В конце девяностых судьба свела меня с удивительной семьей. Русскими людьми, принадлежащими к малочисленному, а нынче и вовсе вымирающему, типу интеллигентных рабочих. Дружная семья, где один живет для всех, все - для одного, тоже, согласитесь, редкость. Я как-то сразу подружилась, несмотря на разницу в возрасте, с бабушкой, Клавдией Владимировной. Она много рассказывала о том, как в молодости увлекалась парашютным спортом, как познакомилась со своим Геннадием Васильевичем, о том, как долгое время жили они всей семьей в Молдавии, как учились у друзей-молдаван готовить национальные молдавские блюда... А потом все изменилось. Конечно же, не вдруг, но вряд ли Клавдия Владимировна может уверенно назвать тот поворотный момент, когда...
Она говорила об этом только один раз. Она хочет об этом забыть, но - не получается. "Чемодан, вокзал, Россия", - лозунг нового Смутного времени. Сказать "страшно" - ничего не сказать. В сознании немолодой женщины, впервые столкнувшейся с национализмом такого рода (давайте называть вещи теми именами, которыми они должны назваться, - с фашизмом), не укладывалась реальность угроз. Слышала угрозы - и не допускала, что слова - такие слова! - могут обратиться в действие. Но вот у соседей пропала девочка-подросток, а потом возле дома обнаружили ее изувеченное тело. Семья Клавдии Владимировны к тому времени уже перебралась в Россию (то-то и оно - "перебралась": ни жилья, ни работы). Клавдия Владимировна и ее муж медлили. Надеялись на лучшее? Трудно сказать. Но при них оставался старший из внуков, Игорек. Должно быть, ответственность за его судьбу стала решающим доводом. С трудом успели на поезд, до последней минуты не были уверены, уедут ли. А потом узнали: их поезд был последним. Мост через Днестр был разрушен, и в еще одной "горячей точке", которая пока что была тлеющим огоньком, разгорелся пожар.

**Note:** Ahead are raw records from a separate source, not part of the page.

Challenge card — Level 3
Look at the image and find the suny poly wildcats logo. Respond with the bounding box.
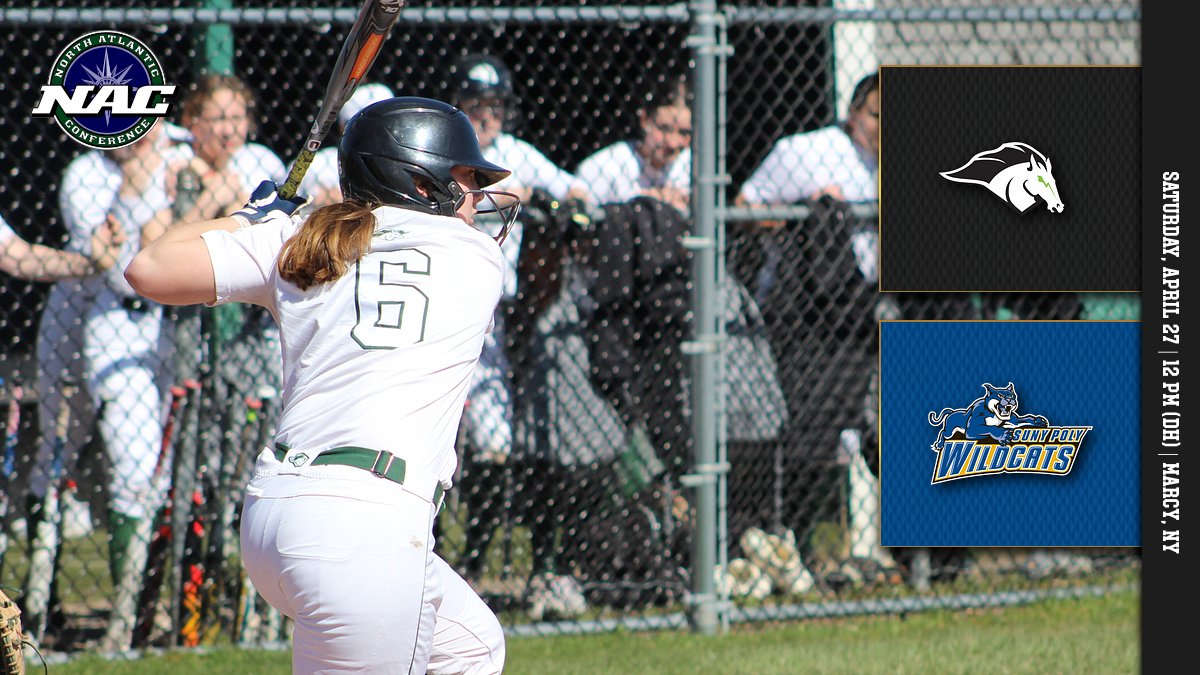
[32,31,176,150]
[927,383,1090,484]
[940,142,1064,214]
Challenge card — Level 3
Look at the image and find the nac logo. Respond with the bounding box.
[940,142,1064,214]
[927,383,1090,484]
[32,31,177,150]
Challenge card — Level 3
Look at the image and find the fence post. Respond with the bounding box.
[198,0,235,77]
[685,0,725,637]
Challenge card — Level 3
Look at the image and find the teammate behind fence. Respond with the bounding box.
[24,121,187,643]
[571,73,692,211]
[738,72,879,208]
[446,53,586,586]
[126,96,519,673]
[147,80,289,639]
[735,72,894,573]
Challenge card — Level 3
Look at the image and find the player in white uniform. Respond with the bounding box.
[126,97,519,674]
[298,82,395,210]
[157,75,287,227]
[447,54,583,581]
[147,75,288,518]
[737,73,878,207]
[1,212,122,281]
[31,121,186,589]
[149,75,287,374]
[735,73,891,567]
[571,74,692,211]
[569,75,793,582]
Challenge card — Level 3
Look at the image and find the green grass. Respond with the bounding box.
[49,588,1137,674]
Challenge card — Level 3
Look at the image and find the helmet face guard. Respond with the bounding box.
[339,96,519,240]
[468,189,522,246]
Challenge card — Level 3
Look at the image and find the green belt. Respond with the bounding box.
[274,444,446,506]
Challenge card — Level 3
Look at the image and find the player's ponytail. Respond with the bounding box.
[277,201,376,290]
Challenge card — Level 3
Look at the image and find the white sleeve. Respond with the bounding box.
[573,143,639,205]
[668,149,692,194]
[510,140,576,200]
[739,135,809,206]
[201,212,296,311]
[298,149,340,195]
[59,155,119,255]
[572,151,614,204]
[262,148,288,183]
[237,144,289,193]
[0,217,14,244]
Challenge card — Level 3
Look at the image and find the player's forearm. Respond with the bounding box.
[125,217,238,305]
[39,246,97,279]
[1,239,94,281]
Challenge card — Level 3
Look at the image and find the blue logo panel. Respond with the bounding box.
[880,321,1139,546]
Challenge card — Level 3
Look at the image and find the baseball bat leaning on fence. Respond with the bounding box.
[163,379,202,645]
[178,481,208,647]
[278,0,406,200]
[225,394,263,645]
[198,380,256,644]
[0,378,21,568]
[233,386,280,645]
[23,379,77,643]
[120,384,189,649]
[173,379,206,647]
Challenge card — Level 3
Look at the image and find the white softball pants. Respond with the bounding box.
[83,292,173,520]
[32,282,97,500]
[240,449,505,674]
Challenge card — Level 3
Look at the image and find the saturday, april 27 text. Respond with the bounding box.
[1160,171,1181,554]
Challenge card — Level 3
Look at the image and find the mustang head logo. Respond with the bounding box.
[940,142,1064,214]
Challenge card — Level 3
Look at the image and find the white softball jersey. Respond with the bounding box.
[485,134,577,202]
[34,151,119,500]
[202,205,504,485]
[572,140,692,206]
[738,124,878,205]
[166,141,287,196]
[33,148,176,518]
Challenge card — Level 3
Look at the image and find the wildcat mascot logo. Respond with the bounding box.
[940,142,1064,214]
[927,383,1090,484]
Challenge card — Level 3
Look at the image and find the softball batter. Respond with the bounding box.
[127,97,519,674]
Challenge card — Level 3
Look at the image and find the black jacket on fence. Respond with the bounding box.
[583,197,693,476]
[581,197,788,473]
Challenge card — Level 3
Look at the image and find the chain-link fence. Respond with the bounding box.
[0,0,1139,656]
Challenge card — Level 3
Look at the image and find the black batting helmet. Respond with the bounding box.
[338,96,511,217]
[450,54,515,105]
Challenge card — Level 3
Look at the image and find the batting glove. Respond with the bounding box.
[230,180,311,227]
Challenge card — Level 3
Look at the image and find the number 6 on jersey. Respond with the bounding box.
[352,248,431,349]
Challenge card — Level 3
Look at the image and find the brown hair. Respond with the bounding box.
[841,72,879,139]
[179,73,258,134]
[639,72,690,116]
[847,72,879,115]
[277,201,377,290]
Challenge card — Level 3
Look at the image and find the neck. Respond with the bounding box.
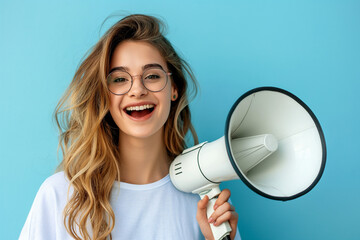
[118,129,170,184]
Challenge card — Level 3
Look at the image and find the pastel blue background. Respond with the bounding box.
[1,0,359,239]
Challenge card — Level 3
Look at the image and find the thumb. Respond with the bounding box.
[196,195,214,240]
[198,195,209,210]
[196,195,209,221]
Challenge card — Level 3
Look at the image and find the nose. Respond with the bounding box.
[128,75,148,98]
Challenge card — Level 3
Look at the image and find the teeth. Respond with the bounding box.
[126,104,154,111]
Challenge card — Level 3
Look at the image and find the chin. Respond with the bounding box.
[120,126,164,140]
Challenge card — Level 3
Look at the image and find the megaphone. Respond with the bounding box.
[169,87,326,240]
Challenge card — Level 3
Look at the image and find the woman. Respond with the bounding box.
[20,14,239,240]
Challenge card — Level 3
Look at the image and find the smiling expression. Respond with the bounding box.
[108,40,177,140]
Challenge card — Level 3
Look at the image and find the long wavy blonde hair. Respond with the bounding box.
[54,14,199,240]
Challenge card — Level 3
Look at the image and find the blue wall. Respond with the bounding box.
[1,0,359,239]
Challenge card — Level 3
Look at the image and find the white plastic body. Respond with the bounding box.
[170,87,325,231]
[169,134,276,194]
[169,137,239,194]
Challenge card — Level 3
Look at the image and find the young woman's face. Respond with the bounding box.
[108,40,177,140]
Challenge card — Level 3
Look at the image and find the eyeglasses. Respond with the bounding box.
[107,67,172,95]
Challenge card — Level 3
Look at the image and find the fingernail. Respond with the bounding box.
[213,204,218,210]
[208,217,214,223]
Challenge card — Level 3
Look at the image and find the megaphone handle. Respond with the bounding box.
[206,197,232,240]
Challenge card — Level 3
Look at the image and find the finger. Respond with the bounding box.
[208,202,234,223]
[213,211,238,227]
[214,189,231,210]
[196,195,209,221]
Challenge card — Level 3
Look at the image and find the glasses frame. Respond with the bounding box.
[107,67,172,96]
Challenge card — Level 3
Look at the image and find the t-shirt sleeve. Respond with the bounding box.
[235,227,242,240]
[229,198,242,240]
[19,179,59,240]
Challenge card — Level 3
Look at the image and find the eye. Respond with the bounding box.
[113,77,128,83]
[109,70,131,84]
[145,74,161,80]
[143,69,164,82]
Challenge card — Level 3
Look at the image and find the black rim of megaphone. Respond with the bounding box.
[224,86,327,201]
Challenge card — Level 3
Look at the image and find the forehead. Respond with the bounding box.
[110,40,167,71]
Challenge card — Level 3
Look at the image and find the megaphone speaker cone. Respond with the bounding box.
[225,87,326,201]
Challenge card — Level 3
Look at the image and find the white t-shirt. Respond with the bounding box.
[20,172,240,240]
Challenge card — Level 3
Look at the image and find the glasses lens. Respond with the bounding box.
[142,68,168,92]
[107,71,132,95]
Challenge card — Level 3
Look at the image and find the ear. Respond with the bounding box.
[171,85,178,101]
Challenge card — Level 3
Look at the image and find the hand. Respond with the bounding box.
[196,189,239,240]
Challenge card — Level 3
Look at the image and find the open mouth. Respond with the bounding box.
[124,104,155,119]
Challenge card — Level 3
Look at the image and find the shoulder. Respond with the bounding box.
[42,171,69,188]
[161,177,200,214]
[19,172,71,240]
[31,171,70,209]
[44,171,71,196]
[164,176,200,201]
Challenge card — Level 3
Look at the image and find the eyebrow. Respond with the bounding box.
[143,63,164,71]
[109,63,165,74]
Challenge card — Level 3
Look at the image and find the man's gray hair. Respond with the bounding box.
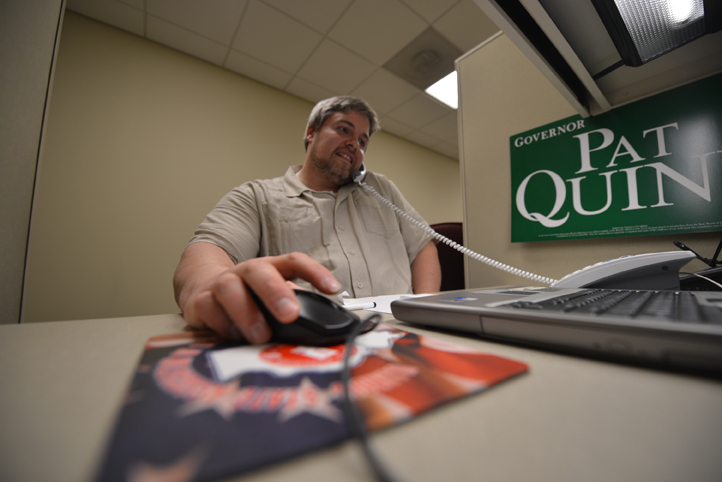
[304,96,380,150]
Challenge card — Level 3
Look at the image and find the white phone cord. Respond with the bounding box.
[359,182,558,286]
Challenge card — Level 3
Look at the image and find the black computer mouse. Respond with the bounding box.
[249,288,363,346]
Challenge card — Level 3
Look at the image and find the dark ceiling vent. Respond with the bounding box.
[383,27,462,90]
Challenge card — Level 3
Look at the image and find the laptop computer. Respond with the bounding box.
[390,287,722,374]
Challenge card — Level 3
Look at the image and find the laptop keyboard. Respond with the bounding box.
[506,289,722,324]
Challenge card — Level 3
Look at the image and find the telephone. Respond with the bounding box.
[354,164,714,290]
[550,251,697,290]
[352,163,367,183]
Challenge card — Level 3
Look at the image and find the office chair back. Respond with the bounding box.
[430,222,465,291]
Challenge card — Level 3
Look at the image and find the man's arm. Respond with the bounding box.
[410,241,441,293]
[173,242,341,344]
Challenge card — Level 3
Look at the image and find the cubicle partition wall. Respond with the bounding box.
[456,33,721,290]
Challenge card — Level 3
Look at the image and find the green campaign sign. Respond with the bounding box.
[510,73,722,242]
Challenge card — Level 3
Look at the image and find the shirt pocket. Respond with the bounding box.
[264,200,324,255]
[355,199,397,239]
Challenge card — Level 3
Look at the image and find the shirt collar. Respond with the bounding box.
[282,165,359,199]
[282,165,309,197]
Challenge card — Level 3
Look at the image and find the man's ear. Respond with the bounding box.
[305,125,316,146]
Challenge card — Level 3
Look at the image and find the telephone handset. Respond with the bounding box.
[352,163,367,183]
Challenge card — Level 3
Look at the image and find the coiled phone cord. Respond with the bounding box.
[358,181,558,286]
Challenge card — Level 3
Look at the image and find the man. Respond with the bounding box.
[174,96,441,344]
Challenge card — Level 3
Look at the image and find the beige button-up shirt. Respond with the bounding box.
[190,166,433,297]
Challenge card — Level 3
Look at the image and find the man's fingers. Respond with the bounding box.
[234,258,303,324]
[184,253,343,344]
[189,290,235,339]
[236,253,341,325]
[212,270,271,344]
[267,253,342,294]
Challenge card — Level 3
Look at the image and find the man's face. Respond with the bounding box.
[305,110,371,188]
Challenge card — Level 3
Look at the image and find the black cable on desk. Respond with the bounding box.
[341,314,404,482]
[711,237,722,267]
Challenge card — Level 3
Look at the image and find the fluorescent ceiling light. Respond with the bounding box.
[591,0,720,66]
[669,0,698,23]
[425,71,458,109]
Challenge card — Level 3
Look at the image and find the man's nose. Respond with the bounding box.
[346,136,363,151]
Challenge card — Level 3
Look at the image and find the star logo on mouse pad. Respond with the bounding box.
[95,326,528,482]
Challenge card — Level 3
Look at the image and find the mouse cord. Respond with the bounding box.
[341,314,404,482]
[357,181,557,286]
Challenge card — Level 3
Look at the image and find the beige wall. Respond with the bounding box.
[23,12,462,323]
[0,0,64,324]
[458,34,719,289]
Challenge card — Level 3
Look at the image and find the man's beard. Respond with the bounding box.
[310,155,353,187]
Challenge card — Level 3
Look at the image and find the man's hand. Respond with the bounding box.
[173,243,341,344]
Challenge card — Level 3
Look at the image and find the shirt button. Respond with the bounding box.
[349,249,355,255]
[338,224,345,230]
[357,282,363,289]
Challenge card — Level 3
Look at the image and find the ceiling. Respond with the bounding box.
[475,0,722,116]
[65,0,504,160]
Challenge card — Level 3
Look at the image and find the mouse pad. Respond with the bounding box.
[95,325,528,482]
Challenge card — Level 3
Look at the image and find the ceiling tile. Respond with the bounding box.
[351,69,420,115]
[284,77,337,105]
[377,116,415,138]
[401,0,459,23]
[66,0,145,36]
[383,27,462,90]
[405,129,444,149]
[432,141,459,159]
[225,50,293,91]
[295,40,377,93]
[433,0,500,53]
[147,17,228,65]
[262,0,352,33]
[387,94,452,129]
[328,0,428,65]
[233,0,323,74]
[146,0,248,45]
[418,112,458,142]
[117,0,144,9]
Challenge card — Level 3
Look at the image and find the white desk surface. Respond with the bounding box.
[1,312,721,482]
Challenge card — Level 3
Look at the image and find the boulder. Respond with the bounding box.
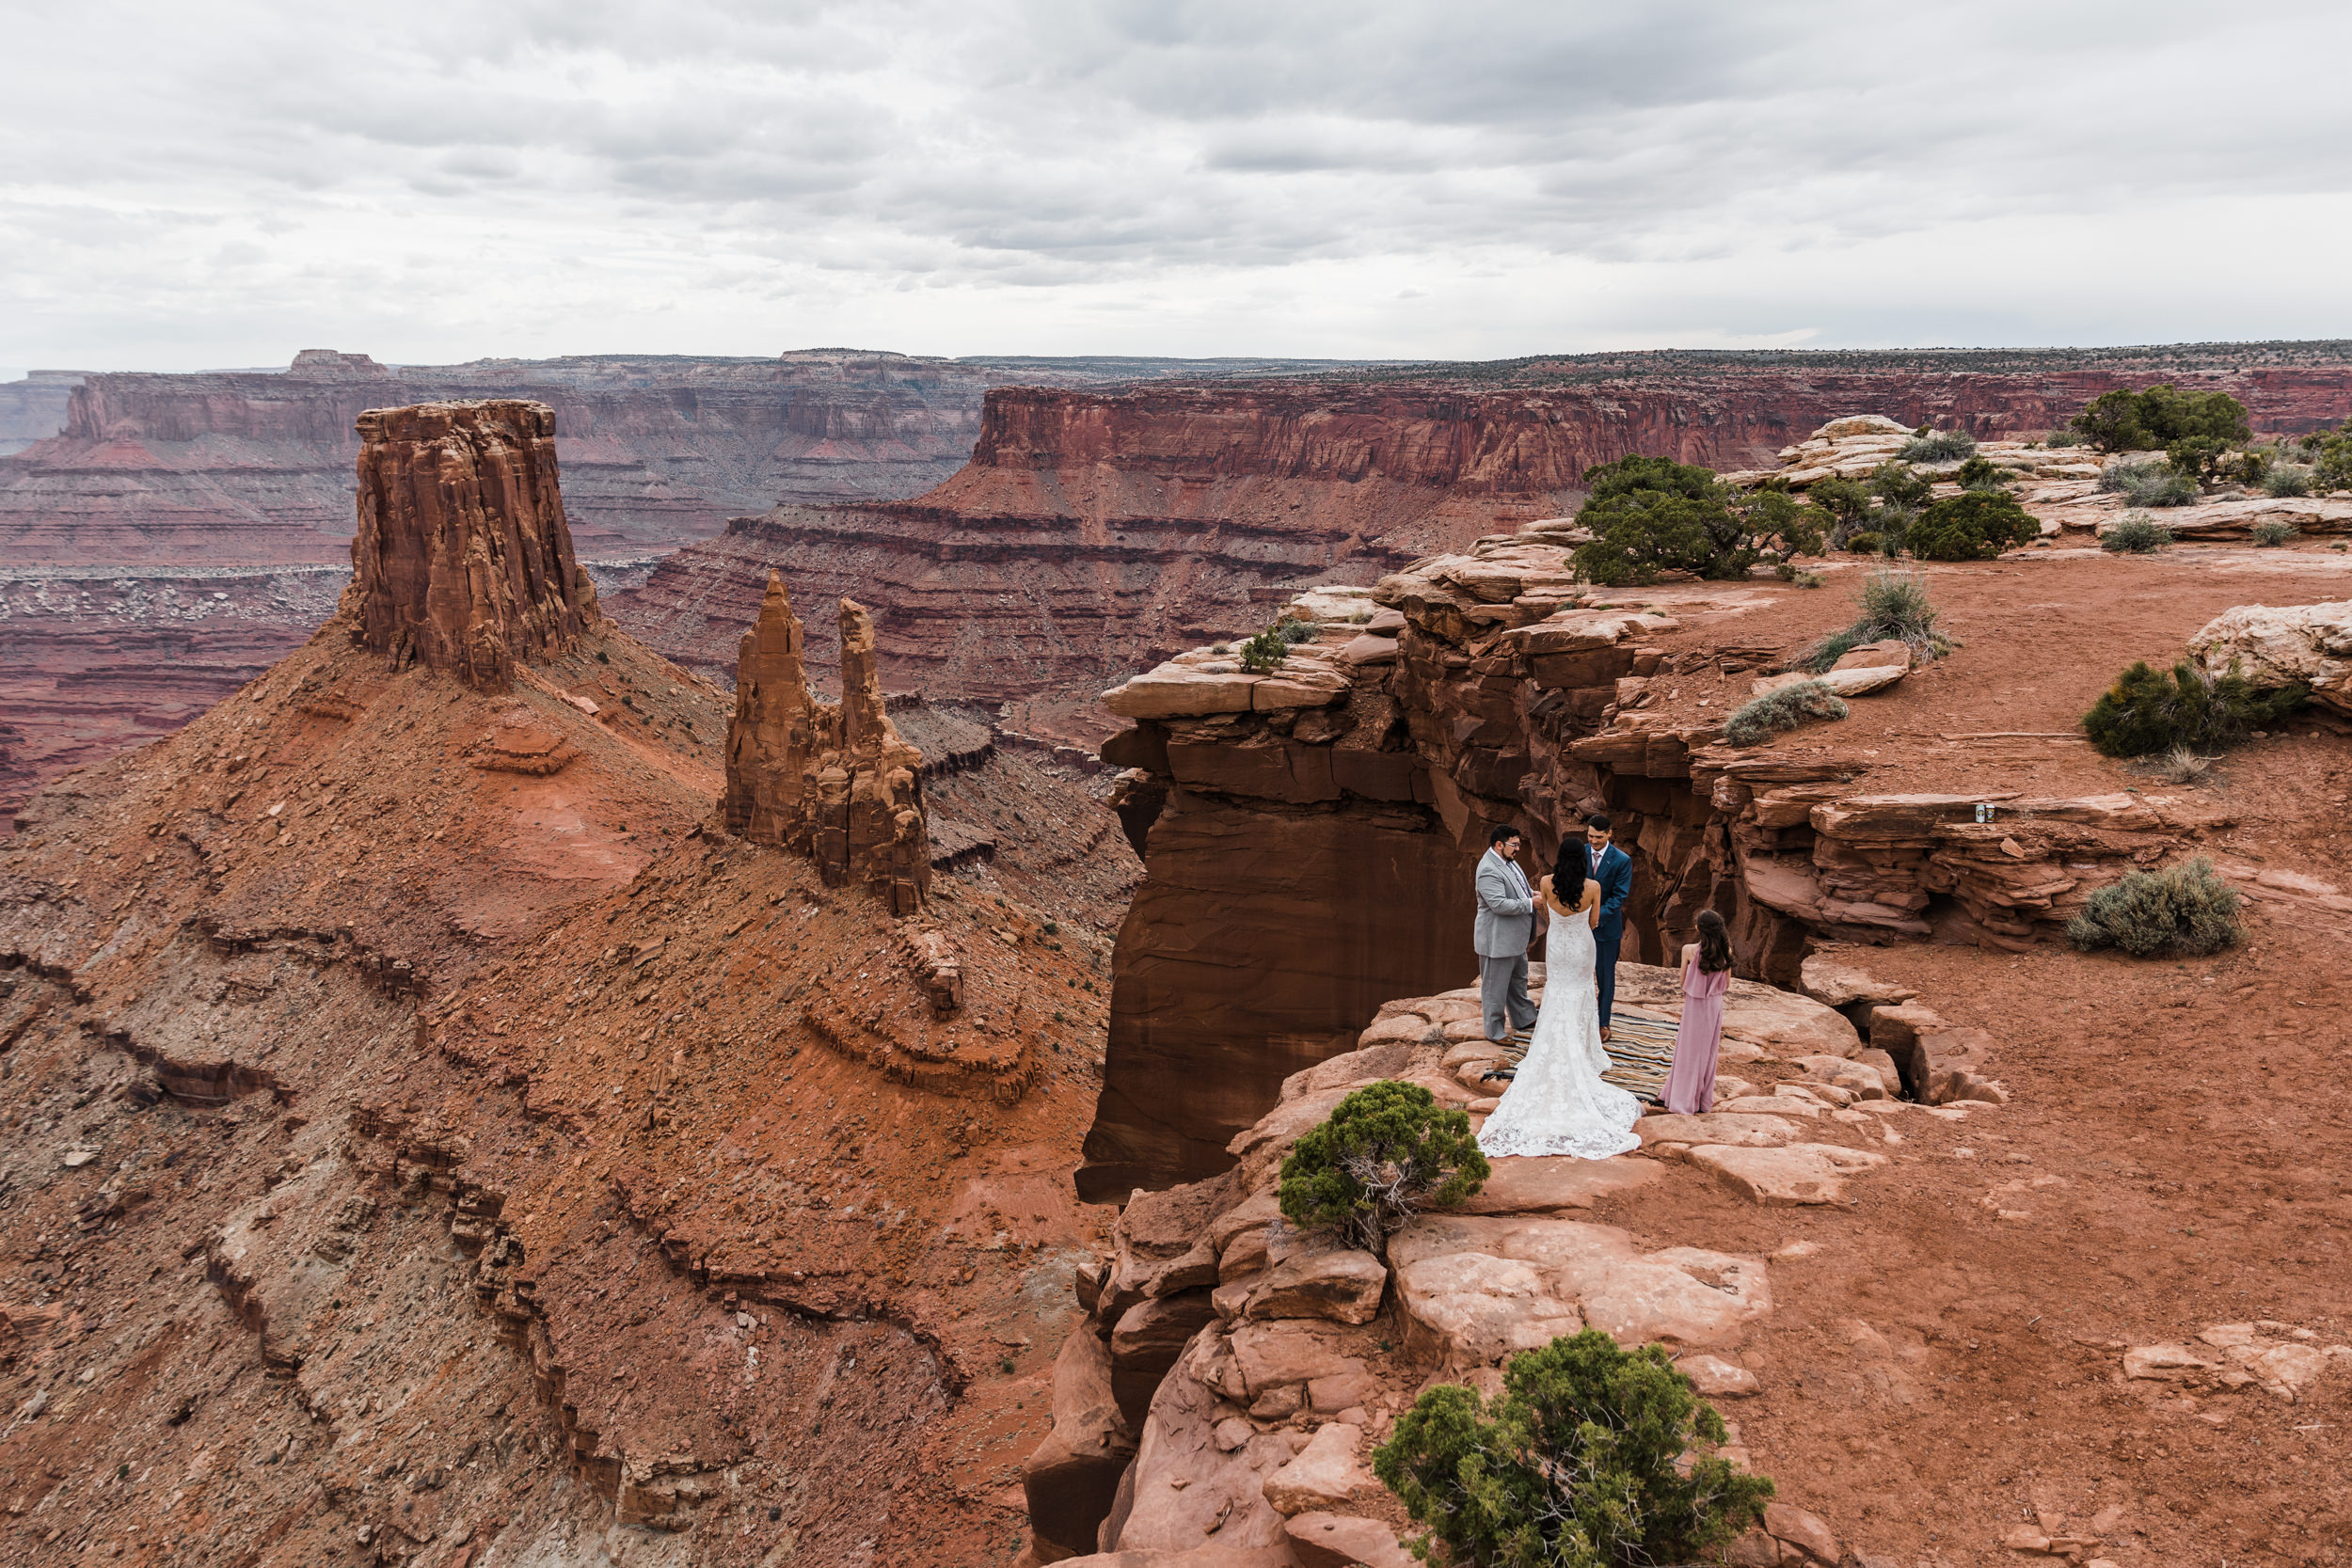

Семья с трудом обустроилась в деревне под Орлом, потом, когда пришла пора давать внукам профессиональное образование, приобрела дачку-развалюху в Орле, отстроила так, чтобы можно было худо-бедно жить... Благополучный финал? Сомневаюсь.
А вот еще одна судьба. Захожу в учительскую. Слышу конец рассказа. Говорит моя коллега, глубоко мною чтимая за такое несовременное - не отстраненно-профессиональное, а почти материнское - отношение к ученикам. Знаю, что она в нашем городе сравнительно недавно. Но откуда приехала? Как-то разговор об этом не заходил. Кажется, из Таджикистана. Она рассказывает, как на ночь обкладывала дочкину кроватку подушками, чтобы случайная пуля, залетевшая в окно, не... Ее дочка, умница, отличница, учится в одной параллели с моим младшим братом. Вряд ли ей, или Игорьку, внуку Клавдии Владимировны, когда-нибудь приснится такой вот дом, какой снится мне. Какие сны о детстве будут у них через десять, через двадцать лет? Не такие ли, после которых страшно снова засыпать?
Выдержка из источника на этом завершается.